Koreańscy piraci
Lenin mawiał, że ze wszystkich sztuk, to kino jest najważniejsze. Kim Ir Sen wziął sobie do serca te słowa, twierdząc, że każdy film ma być "oknem wystawowym" i "formą ideologicznego przewodnika". Kino uosabiało to, za czym Koreańczycy tęsknili po latach upodlenia. Przedstawiało fantazję, w którą chcieli wierzyć, zapominając o codzienności. Filmy stanowiły dla nich okna na zewnętrzny świat, nawet, jeśli to, co tam ujrzeli, było gęsto odsiane przez tabuny propagandystów i cenzorów.

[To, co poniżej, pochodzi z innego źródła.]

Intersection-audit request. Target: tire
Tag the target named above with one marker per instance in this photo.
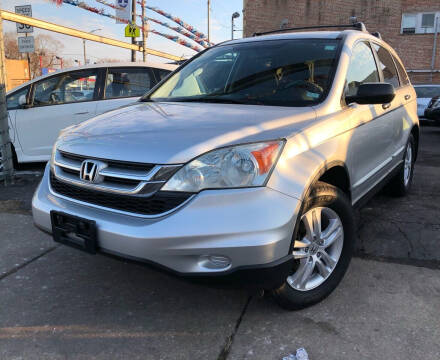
(400, 185)
(331, 205)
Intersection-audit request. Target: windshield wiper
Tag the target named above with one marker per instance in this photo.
(212, 99)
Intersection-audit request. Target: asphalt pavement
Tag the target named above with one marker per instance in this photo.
(59, 303)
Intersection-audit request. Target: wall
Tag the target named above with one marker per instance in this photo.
(378, 15)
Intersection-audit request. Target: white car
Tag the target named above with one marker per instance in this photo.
(425, 92)
(39, 109)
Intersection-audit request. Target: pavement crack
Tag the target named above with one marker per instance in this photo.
(230, 339)
(21, 266)
(410, 244)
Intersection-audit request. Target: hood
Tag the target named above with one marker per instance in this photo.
(171, 133)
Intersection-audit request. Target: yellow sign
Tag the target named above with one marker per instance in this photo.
(132, 31)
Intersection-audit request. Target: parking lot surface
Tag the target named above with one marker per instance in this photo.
(59, 303)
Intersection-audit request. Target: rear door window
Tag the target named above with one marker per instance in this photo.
(127, 82)
(427, 91)
(386, 64)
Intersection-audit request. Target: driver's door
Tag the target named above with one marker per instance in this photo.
(56, 102)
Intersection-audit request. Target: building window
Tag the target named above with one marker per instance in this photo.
(420, 23)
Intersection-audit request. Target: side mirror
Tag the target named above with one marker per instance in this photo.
(372, 93)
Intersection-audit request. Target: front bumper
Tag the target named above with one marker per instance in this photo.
(253, 228)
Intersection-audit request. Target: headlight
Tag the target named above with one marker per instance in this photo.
(231, 167)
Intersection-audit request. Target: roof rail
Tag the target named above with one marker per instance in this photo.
(357, 26)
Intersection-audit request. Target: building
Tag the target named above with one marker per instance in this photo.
(407, 25)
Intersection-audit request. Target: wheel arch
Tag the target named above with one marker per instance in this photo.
(334, 173)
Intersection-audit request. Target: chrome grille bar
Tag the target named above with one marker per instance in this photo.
(119, 178)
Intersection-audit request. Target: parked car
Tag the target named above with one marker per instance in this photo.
(245, 163)
(432, 112)
(39, 109)
(425, 92)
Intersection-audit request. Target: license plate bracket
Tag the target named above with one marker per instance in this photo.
(74, 231)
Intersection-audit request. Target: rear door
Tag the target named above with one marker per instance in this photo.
(56, 102)
(13, 104)
(125, 85)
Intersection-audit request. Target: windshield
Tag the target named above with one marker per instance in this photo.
(427, 91)
(278, 72)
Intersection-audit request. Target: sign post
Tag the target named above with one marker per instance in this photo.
(6, 166)
(25, 10)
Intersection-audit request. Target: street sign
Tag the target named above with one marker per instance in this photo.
(25, 10)
(132, 31)
(26, 44)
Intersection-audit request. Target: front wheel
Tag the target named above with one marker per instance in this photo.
(322, 248)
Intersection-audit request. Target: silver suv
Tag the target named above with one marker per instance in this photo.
(245, 163)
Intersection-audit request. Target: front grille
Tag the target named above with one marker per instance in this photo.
(111, 163)
(118, 177)
(160, 202)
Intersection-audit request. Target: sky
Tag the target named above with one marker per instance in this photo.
(193, 12)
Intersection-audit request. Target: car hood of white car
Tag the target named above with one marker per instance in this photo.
(172, 133)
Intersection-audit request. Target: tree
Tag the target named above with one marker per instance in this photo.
(46, 48)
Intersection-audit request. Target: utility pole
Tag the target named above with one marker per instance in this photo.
(6, 166)
(144, 33)
(133, 20)
(84, 50)
(434, 47)
(209, 20)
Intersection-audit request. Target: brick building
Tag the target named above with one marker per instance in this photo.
(407, 25)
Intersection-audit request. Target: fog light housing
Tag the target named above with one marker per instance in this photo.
(215, 262)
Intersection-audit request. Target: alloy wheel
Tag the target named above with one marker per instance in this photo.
(317, 249)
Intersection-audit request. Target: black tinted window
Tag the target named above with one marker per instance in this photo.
(362, 68)
(127, 82)
(278, 72)
(162, 73)
(402, 73)
(66, 88)
(12, 99)
(387, 66)
(427, 91)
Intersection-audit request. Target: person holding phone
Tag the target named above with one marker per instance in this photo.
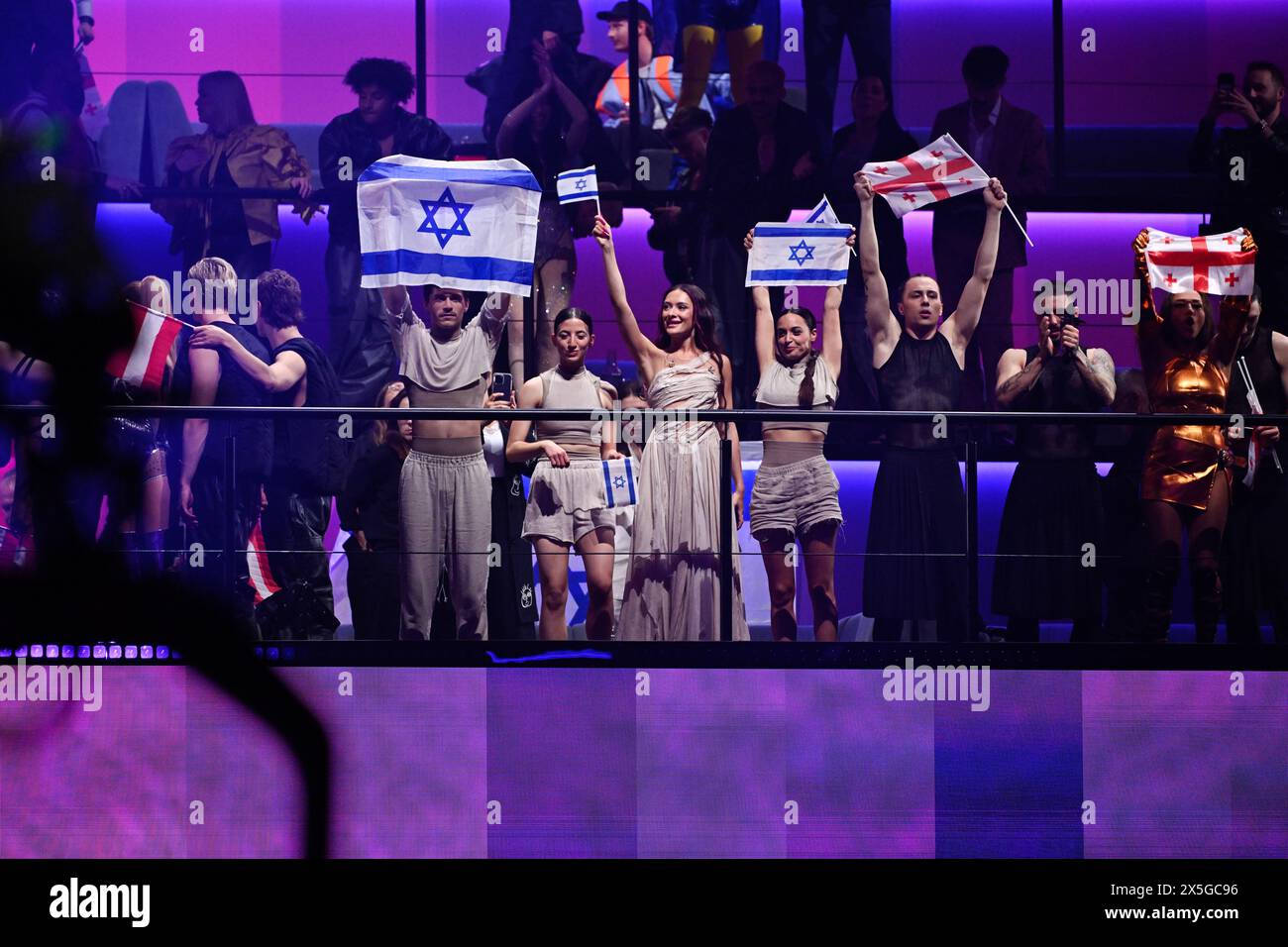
(445, 476)
(1249, 169)
(1052, 506)
(567, 505)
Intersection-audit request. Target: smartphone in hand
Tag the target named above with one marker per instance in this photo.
(502, 384)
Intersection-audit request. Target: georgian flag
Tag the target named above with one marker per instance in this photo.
(787, 254)
(467, 224)
(619, 482)
(578, 184)
(935, 172)
(257, 560)
(143, 364)
(1215, 264)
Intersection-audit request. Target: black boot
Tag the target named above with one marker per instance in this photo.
(1206, 586)
(1159, 583)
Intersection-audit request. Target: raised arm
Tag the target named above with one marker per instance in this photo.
(881, 325)
(833, 341)
(205, 382)
(1149, 318)
(1016, 375)
(764, 316)
(645, 354)
(961, 325)
(1234, 316)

Kim Dzong Il podzielał przekonanie ojca. Stworzył cały przemysł produkcji pirackich kopii i szmuglowania ich do Korei. Ambasady północnokoreańskie na całym świecie wyposażone zostały w profesjonalny sprzęt do kopiowania. Rolki filmowe przesyłano do stolicy, gdzie odbywało się tłumaczenie i dubbing. Na koniec filmy trafiały do Kima i tylko on mógł je oglądać. Był zafascynowany tym, że film stanowi szereg subtelnych sugestii manipulujących podświadomością widza. Że wywołuje myśli, uczucia i doznania, zaś odbiorca zachowuje się dokładnie tak, jak chce tego reżyser. Takiej właśnie władzy pragną dyktatorzy, o takim też wpływie na masy śnił Kim Dzong Il.